- Geographic distribution: Central African Republic, Democratic Republic of the Congo, South Sudan
- Ethnicity: Banda people
- Linguistic classification: Niger–Congo?Atlantic–CongoVolta–CongoSavanna?UbangianBanda; ; ; ; ;
- Subdivisions: Central; South; Mbandja; Ngbundu; West;

Language codes
- ISO 639-2 / 5: bad
- ISO 639-3: –
- Glottolog: band1341

= Banda languages =

Language family

Banda is a family of Ubangian languages spoken by the Banda people of Central Africa. Banda languages are distributed in the Central African Republic, Democratic Republic of the Congo, and South Sudan.

==Languages==
===Olson (1996)===
Olson (1996) classifies the Banda family as follows (Ethnologue 16 employs this classification):
- Central
  - Central Banda (a dialect cluster, incl. Mono)
  - Yangere
- South Banda (SC)
- Mbandja (S)
- Ngbundu (SW)
- West Banda (WC)

===Moñino (1988)===
A comprehensive list of Banda languages and dialects listed in Moñino (1988) is provided as follows. All of them are spoken in the Central African Republic unless otherwise noted in parentheses, since some Banda languages and dialects are also spoken in the DR Congo and South Sudan.
- Banda
- Central (39 languages)
  - Yakpà (also in DR Congo), Gubú (also in DR Congo), Kpágùà (also in DR Congo), Ngùndù, Bòngò, Wasá (also in South Sudan), Dùkpù (also in South Sudan)
  - Lìndá, Jòtò, Ndòkpà, Ngápó
  - Southern Gbàgà, Nbìyì, Bèrèyà, Ngòlà, Ndi, Kâ, Gbambiya, Hàì, Galabò, Vídìrì (Mvédèrè) (also in South Sudan), Bàndà-Bàndà, Burú (only in South Sudan), Wùndù (only in South Sudan), Gòv̂òrò (only in South Sudan)
  - Bàndà-Ndele, Bàndà-Kpaya (only in South Sudan), Ngàò, Ngbalá, Tàngbàgò (also in South Sudan), Júnguru (also in South Sudan)
  - Mbere, Búkà, Mòrùbà, Sàbángà, Wádà (also in South Sudan)
  - Vàrà (also in South Sudan), Tògbò (also in South Sudan)
  - Yàngere
- Peripheral (11 languages)
  - West Central: Dákpá, Gbî, Northern Gbàgà, Wójò
  - South Central: Làngabàsi (or Làngbàsi) (also in DR Congo), Ngbúgù, Làngbà
  - Central: Mbanza (also in DR Congo), Mbanja (only in DR Congo)
  - Southwestern: Ngbùndù (also in DR Congo), Kpala (only in DR Congo)

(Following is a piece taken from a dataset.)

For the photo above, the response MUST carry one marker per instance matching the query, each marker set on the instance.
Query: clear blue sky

Banda-Ndélé groups are Govo, Ngàjà, Gbòngó, Mbàtá, Gbàyà, Tulu, and Dabùrù (Moñino 1988).

==Central Sudanic influences==
The Banda languages have a Bongo-Bagirmi substratum (Cloarec-Heiss 1995, 1998). Central Sudanic, particularly Bongo-Bagirmi, influence is evident in Banda phonology, morphosyntax, and lexicon (including cultural vocabulary, and names for flora and fauna). Many of these influences are absent in other Ubangian language groups.